E-discovery specialist Kazeon Systems introduced an upgraded version of its e-discovery software suite this week and provided new buying options in an effort to attract more customers during a time of tight IT budgets. The move follows a variety of new licensing options the company introduced earlier this year.

Kazeon is offering modular products that focus on analysis and review, collection and culling, and legal hold management. It also is adding another collaborative application called E-discovery Case Manager to let customers manage a single case from start to finish. All of the modules work off a single software platform and can be integrated into a single workflow process, the company said.

Acknowledging that the bad economy and shrinking IT budgets prompted the company to provide more options, Kazeon VP of Marketing Karthik Kannan said the modular approach should appeal to new customers. "Customers are willing to spend money to solve specific problems, so we made the architecture very modular so they can buy exactly what they need," he said.

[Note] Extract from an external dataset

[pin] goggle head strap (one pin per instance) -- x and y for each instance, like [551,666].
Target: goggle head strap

Kazeon in January introduced three licensing options to lower the introductory costs of buying e-discovery software. Kazeon had been charging $80,000 for a server license. Under the new pricing models, customers can get started using the company's software for $10,000 with a single- or multi-year license, a usage-based license where the company will charge by the gigabyte, or a license based on a single case or project. Customers can start with one license and move to another as their needs change.

New features in the upgrade introduced this week include the addition of "dynamic concept search" in the analysis and review module, which is designed to help customers home in on specific information by extracting concepts while indexing the information. "If somebody is looking for all information about Jaguar, the system doesn't know at first whether it is the car or the animal. We can fine tune the search as we understand what you are trying to look for," said Kanan. "As you look for information on accidents and highways, then we know you are asking about a car. And can do this on data without moving it to a repository, so an early case assessment like this can reduce the cost of storage and bandwidth needed when moving information."